Implement a recursive descent parser that converts token streams from lexer_enhanced into AST nodes.

Components to Create

1. Parser Core

  • src/ast_parser/ast_parser.c - Main parser entry point
  • include/ast_parser.h - Parser interface and structures

2. Expression Parsing (following precedence rules)

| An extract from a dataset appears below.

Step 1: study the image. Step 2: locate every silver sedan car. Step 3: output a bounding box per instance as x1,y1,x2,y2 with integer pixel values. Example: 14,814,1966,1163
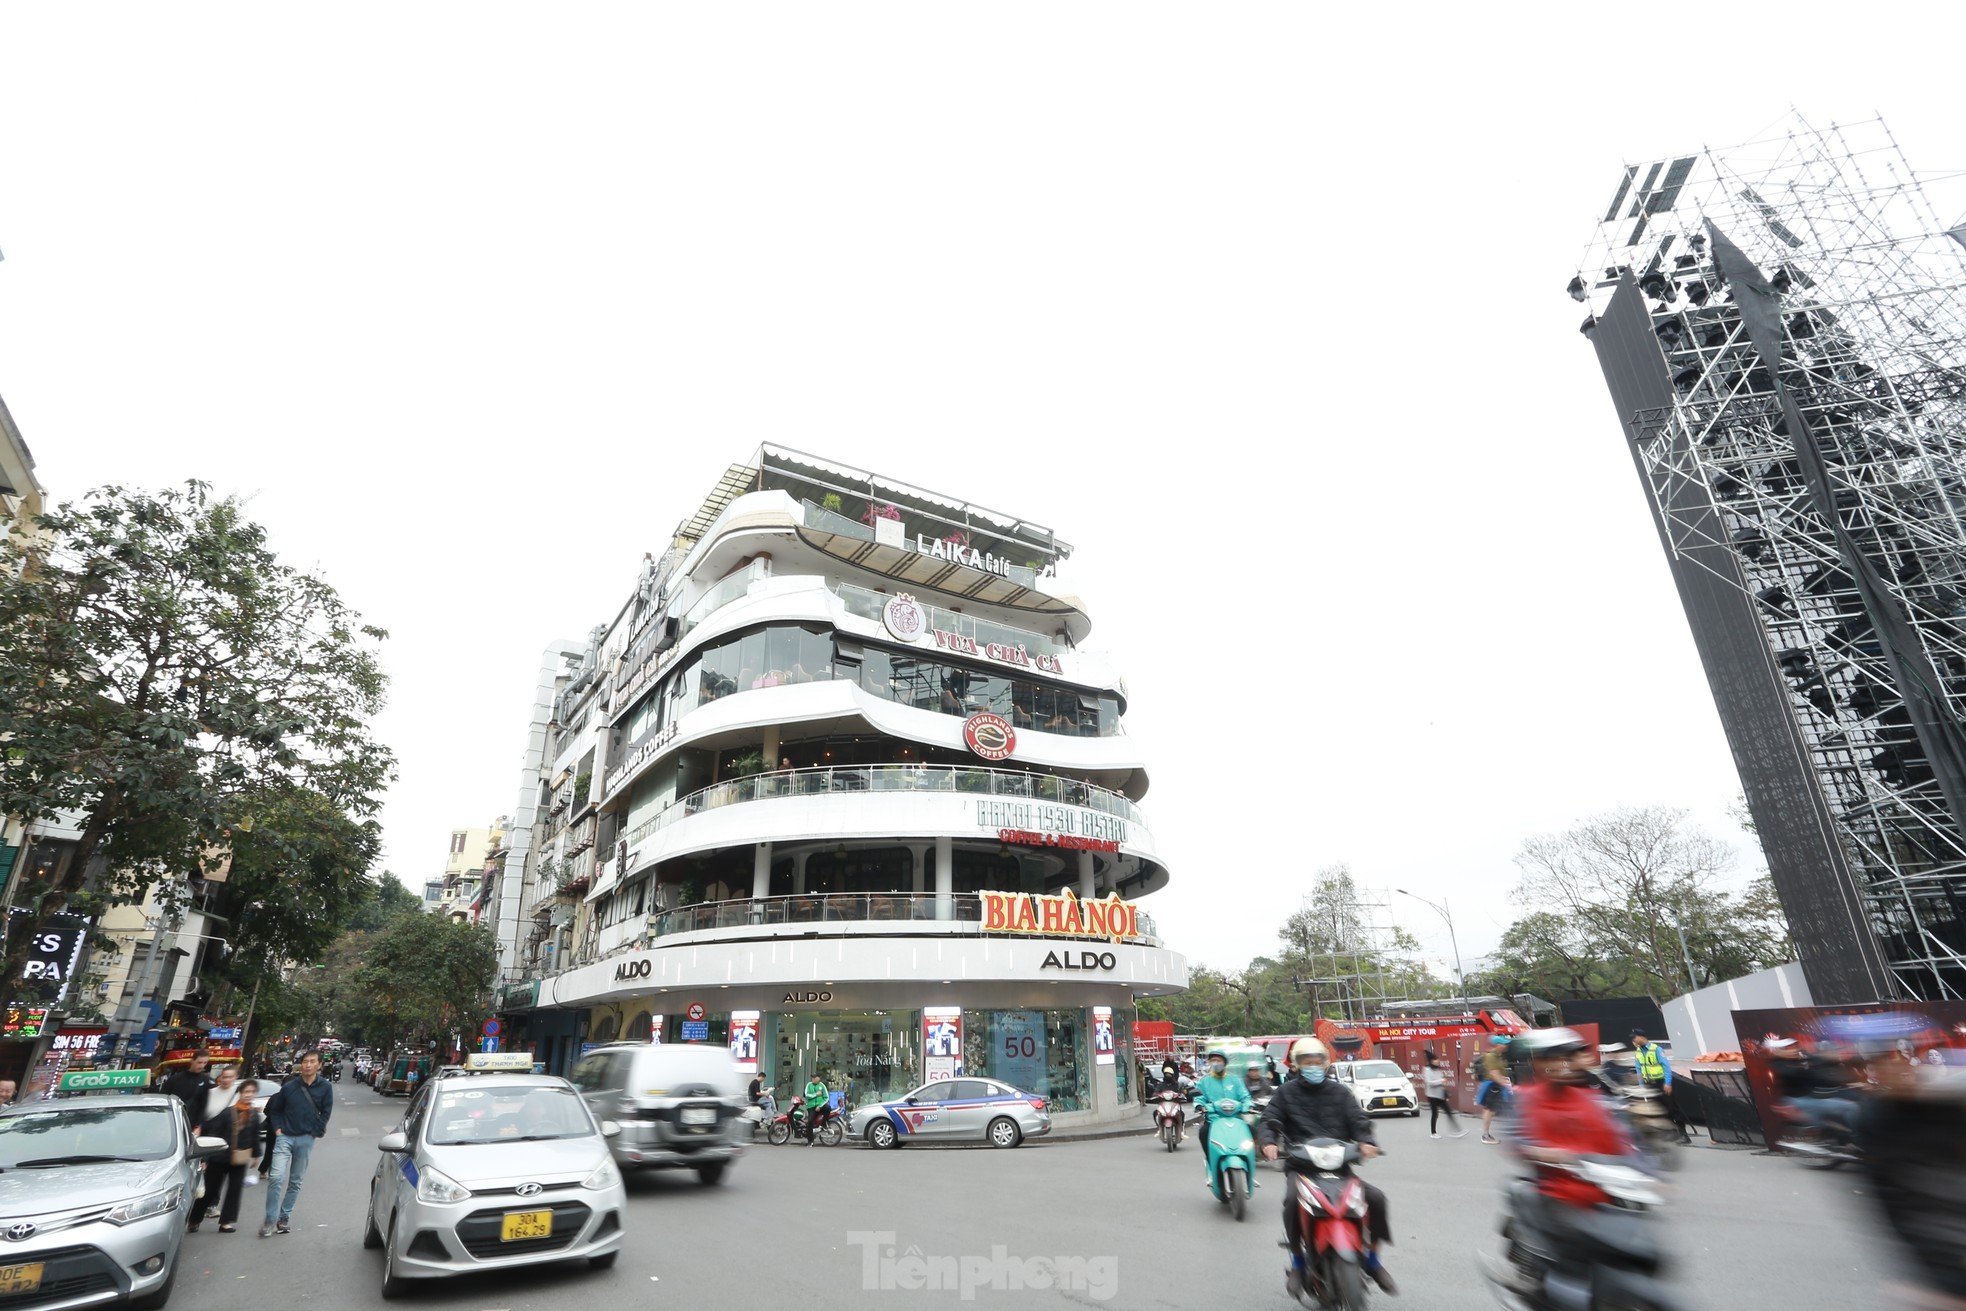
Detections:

  • src/ast_parse_expression/ast_parse_expression.c - Parse expressions with precedence
  • src/ast_parse_primary/ast_parse_primary.c - Parse primary expressions (literals, identifiers)
  • src/ast_parse_binary_op/ast_parse_binary_op.c - Parse binary operations
  • src/ast_parse_function_call/ast_parse_function_call.c - Parse function calls

3. Statement Parsing

  • src/ast_parse_assignment/ast_parse_assignment.c - Parse variable assignments
  • src/ast_parse_directive/ast_parse_directive.c - Parse XMD directives
  • src/ast_parse_conditional/ast_parse_conditional.c - Parse if/elif/else blocks
  • src/ast_parse_loop/ast_parse_loop.c - Parse for loops

4. Parser State Management

  • src/parser_state_create/parser_state_create.c - Create parser state
  • src/parser_state_free/parser_state_free.c - Free parser state
  • src/parser_advance_token/parser_advance_token.c - Advance to next token
  • src/parser_peek_token/parser_peek_token.c - Peek at current token

File Structure (following rules 1-3)

src/ast_parser/ast_parser.c
src/ast_parse_expression/ast_parse_expression.c
src/ast_parse_assignment/ast_parse_assignment.c
src/parser_state_create/parser_state_create.c

Tests First (rule 4)

  • test/test_ast_parser.c - Complete parser testing
  • Test expression parsing with proper precedence
  • Test all statement types and error conditions

Grammar to Implement

program       -> statement* EOF
statement     -> assignment | directive | conditional | loop
assignment    -> IDENTIFIER ('=' | '+=') expression
expression    -> comparison
comparison    -> term (('==' | '!=' | '<' | '>' | '<=' | '>=') term)*
term          -> factor (('+' | '-') factor)*
factor        -> unary (('*' | '/') unary)*
unary         -> ('!' | '-') unary | primary
primary       -> IDENTIFIER | STRING | NUMBER | BOOLEAN | '(' expression ')' | function_call
function_call -> IDENTIFIER '(' (expression (',' expression)*)? ')'

Error Handling (rule 13)

  • Meaningful syntax error messages with source locations
  • Recovery strategies for malformed input
  • Proper cleanup of partial AST nodes on errors

Memory Management (rule 14)

  • Parser owns tokens temporarily during parsing
  • AST nodes have clear ownership (parser creates, caller owns)
  • Proper cleanup on parse errors